Blaine Calkins, the Conservative MP for Red Deer-Lacombe, was participating in QP remotely. He was talking about the effect of Liberal policies on things like oil extraction in the province and said the federal government hasn’t done anything for farmers and producers in a time of need.
“Mr. Speaker, why doesn’t the prime minister just show the West what he truly thinks of us, just like his father did?” he asked as he made a gesture with his right middle finger up.
A short time later, the Liberal MP for Longueuil-Charles-LeMoyne, Sherry Romanado, requested an apology.
While Calkins said it was not uncommon for people to be able to wave or use hand gestures in the House of Commons, he did apologize.
“If there is a particular hand gesture that I have used that has been offensive to someone then I unreservedly withdraw that gesture.”
While the speaker was explaining the order of decorum is expected to be upheld regardless of whether the MPs are in the house or online, MP of Saanich-Gulf Islands Elizabeth May called Calkins’ apology a “non-apology.”

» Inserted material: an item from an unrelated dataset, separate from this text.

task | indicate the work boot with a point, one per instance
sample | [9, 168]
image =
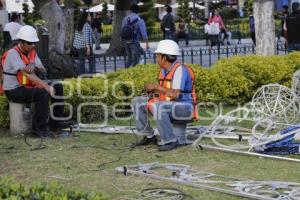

“I took offence. I think a lot of us took offence. So if someone took offence — withdrawing the gesture, I think that that doesn’t qualify as an actual apology.”
When the speaker went back to Calkin to see if he had a further apology, Calkins repeated “I unreservedly withdraw the gesture.”
This wasn’t the first time someone has suggested a Trudeau has given the middle finger to Western Canada.
While participating in a town hall in Winnipeg in January 2017, Justin Trudeau was caught off guard by a student’s question.
“Why did your dad give everyone in western Canada the middle finger?” the student asked.
Rather than delve into Pierre Trudeau‘s alleged role in fostering western alienation in Canada, Justin Trudeau defended his father for doing the best he could.